Stack Monitoring — Kibana 통합 가시성

ES 가 자체적으로 제공하는 클러스터 통합 대시보드 기능이 Stack Monitoring (구 X-Pack Monitoring). Kibana 의 Stack Monitoring 메뉴에서 클러스터·노드·인덱스·로그 를 한 화면에서 봐요.

두 가지 수집 모드.

(1) Self-monitoring (legacy)

ES 가 스스로 자기 메트릭을 수집해서 .monitoring-es- 인덱스에 저장*. 가장 단순한 모드.

# elasticsearch.yml
xpack.monitoring.collection.enabled: true
xpack.monitoring.elasticsearch.collection.enabled: true

문제는 모니터링 대상 클러스터가 죽으면 모니터링도 같이 죽음. 운영 권장 X.

(2) Metricbeat agent (권장)

별도 Metricbeat 에이전트가 클러스터 외부에서 ES API 를 두드려 메트릭을 수집. 모니터링 대상 클러스터와 완전 분리 가능.

# metricbeat.yml
metricbeat.modules:
- module: elasticsearch
  xpack.enabled: true
  period: 10s
  hosts: ["http://es-data-01:9200"]
  username: "remote_monitoring_user"
  password: "***"
output.elasticsearch:
  hosts: ["http://es-monitoring-01:9200"]

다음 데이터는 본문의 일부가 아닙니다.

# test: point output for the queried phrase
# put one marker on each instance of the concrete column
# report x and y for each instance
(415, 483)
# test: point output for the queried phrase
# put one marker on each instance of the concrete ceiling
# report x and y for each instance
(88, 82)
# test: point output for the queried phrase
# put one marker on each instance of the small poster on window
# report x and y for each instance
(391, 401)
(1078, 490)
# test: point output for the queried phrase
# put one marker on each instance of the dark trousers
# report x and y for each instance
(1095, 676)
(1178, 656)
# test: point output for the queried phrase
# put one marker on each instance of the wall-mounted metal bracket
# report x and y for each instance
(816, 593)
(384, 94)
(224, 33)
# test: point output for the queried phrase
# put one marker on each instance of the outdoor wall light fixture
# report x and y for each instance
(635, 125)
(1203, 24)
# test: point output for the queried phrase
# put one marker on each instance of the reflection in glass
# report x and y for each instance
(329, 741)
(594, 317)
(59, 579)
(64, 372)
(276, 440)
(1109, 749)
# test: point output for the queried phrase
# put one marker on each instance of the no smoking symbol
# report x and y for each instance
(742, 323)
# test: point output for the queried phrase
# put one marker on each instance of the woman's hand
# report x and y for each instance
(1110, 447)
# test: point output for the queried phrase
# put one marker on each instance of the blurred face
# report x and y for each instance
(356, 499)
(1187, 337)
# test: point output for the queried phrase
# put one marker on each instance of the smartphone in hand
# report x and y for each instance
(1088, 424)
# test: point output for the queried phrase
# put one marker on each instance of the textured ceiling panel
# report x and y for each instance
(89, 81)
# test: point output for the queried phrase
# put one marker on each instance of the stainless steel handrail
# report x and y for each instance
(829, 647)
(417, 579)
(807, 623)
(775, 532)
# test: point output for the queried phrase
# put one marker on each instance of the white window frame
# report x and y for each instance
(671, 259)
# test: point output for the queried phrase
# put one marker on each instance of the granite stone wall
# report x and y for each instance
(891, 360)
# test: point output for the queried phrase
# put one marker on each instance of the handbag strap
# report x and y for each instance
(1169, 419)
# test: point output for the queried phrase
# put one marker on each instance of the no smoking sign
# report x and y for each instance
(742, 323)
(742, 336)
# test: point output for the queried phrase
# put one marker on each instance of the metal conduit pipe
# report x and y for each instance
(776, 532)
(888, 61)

이렇게 수집된 메트릭을 별도 monitoring 클러스터 의 .monitoring-es-* 에 저장하면, 운영 클러스터가 죽어도 monitoring 은 살아 있어서 사고 직후 분석이 가능해요.

Dedicated Monitoring Cluster

운영 권장은 모니터링 전용 클러스터 분리. 보통 소형 3노드 정도 로 띄우고 여러 운영 클러스터의 메트릭 을 모아 봐요.

[운영 클러스터 A: 6 nodes] ──┐
                              ├─ Metricbeat ─→ [모니터링 클러스터: 3 nodes] ─→ Kibana
[운영 클러스터 B: 4 nodes] ──┘

이 패턴이 8.x 운영의 사실상 표준 구성이에요.

외부 도구 — Prometheus·Grafana·ElastAlert

ES 의 공식 Stack Monitoring 외에 외부 표준 도구 와 묶는 패턴도 흔해요. 시리즈 6(데이터 인프라) 와 시리즈 7(Grafana) 에서 다뤘던 Prometheus + Grafana 조합이 ES 에도 그대로 적용.

(1) Elasticsearch Exporter

ES 의 _cluster/health · _nodes/stats · _cat/* API 를 Prometheus 포맷으로 노출해 주는 별도 에이전트. 대표 구현 두 개.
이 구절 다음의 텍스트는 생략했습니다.